With its strategic location, excellent road infrastructure, and a galaxy of educational and religious institutions such as the government owned Institute of Agricultural Research and Development (IRAD), the School of Agriculture of the University of Dschang, a National Polytechnic and catholic institutions such as the Saint Thomas Aquinas Major Seminary (STAM), a Nunnery called Capuchin Friars, two communities or Convents of Reverend Sisters, as well as the hospitality of the people, Bambui is metamorphosing into a metropolis, but without compromising its culture and cultural identity.

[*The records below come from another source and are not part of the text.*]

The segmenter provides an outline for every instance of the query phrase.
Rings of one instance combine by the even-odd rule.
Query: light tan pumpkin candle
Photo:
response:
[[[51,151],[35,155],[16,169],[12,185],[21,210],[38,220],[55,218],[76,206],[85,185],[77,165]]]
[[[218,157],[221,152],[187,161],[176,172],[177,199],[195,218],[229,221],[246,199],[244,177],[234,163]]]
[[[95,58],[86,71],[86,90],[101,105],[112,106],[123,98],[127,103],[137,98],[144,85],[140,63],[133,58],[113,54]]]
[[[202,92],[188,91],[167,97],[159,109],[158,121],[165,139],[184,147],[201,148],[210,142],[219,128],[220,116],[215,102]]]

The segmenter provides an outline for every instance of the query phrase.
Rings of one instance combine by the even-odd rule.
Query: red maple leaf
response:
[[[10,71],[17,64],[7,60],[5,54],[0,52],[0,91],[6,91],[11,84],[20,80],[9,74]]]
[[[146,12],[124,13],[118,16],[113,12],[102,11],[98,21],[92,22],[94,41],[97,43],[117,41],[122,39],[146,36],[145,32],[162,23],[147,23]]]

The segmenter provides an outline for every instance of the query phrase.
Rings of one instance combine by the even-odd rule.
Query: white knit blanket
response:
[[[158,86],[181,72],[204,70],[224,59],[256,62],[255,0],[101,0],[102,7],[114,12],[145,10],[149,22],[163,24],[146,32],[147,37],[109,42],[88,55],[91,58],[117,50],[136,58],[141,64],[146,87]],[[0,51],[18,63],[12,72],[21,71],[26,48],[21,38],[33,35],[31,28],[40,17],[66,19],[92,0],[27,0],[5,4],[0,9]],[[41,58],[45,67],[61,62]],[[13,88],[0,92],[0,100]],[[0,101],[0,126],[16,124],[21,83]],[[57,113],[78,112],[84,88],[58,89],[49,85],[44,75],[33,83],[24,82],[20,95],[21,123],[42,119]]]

Culturally and administratively, Bambui has been a fondom in its own right for nearly 400 years.[1] Ruled by a Paramount Chief and made up of the sub-chiefdoms of Manju, Mallam, Matulaah, Fingeh, and Alaakubeh, the people of Bambui trace their ancestry to the Tikar tribe, which originated from the Adamawa, North and Far North Regions of present day Cameroon. Like most Bamenda grassfield fondoms, the people of Bambui migrated to their present location in waves, and led by princes or family heads who had the desire of setting up their own dynasties. The first arrivals were the people of Manju, Matulaah and Mallam who as descendants of the same family were led by their own family heads or princes. The people of Alaakubeh and Fingeh sub-chiefdoms on the other hand, migrated to Bambui much later in the 20th century from Santa sub-Division and Kom in Boyo Division following chieftaincy and/or land disputes between them and their ancestral homes. In fact, the people of Alaakubeh and Fingeh were offered residence in Bambui by the late Fon Amungwafor II who ruled the fondom from 1947-1995.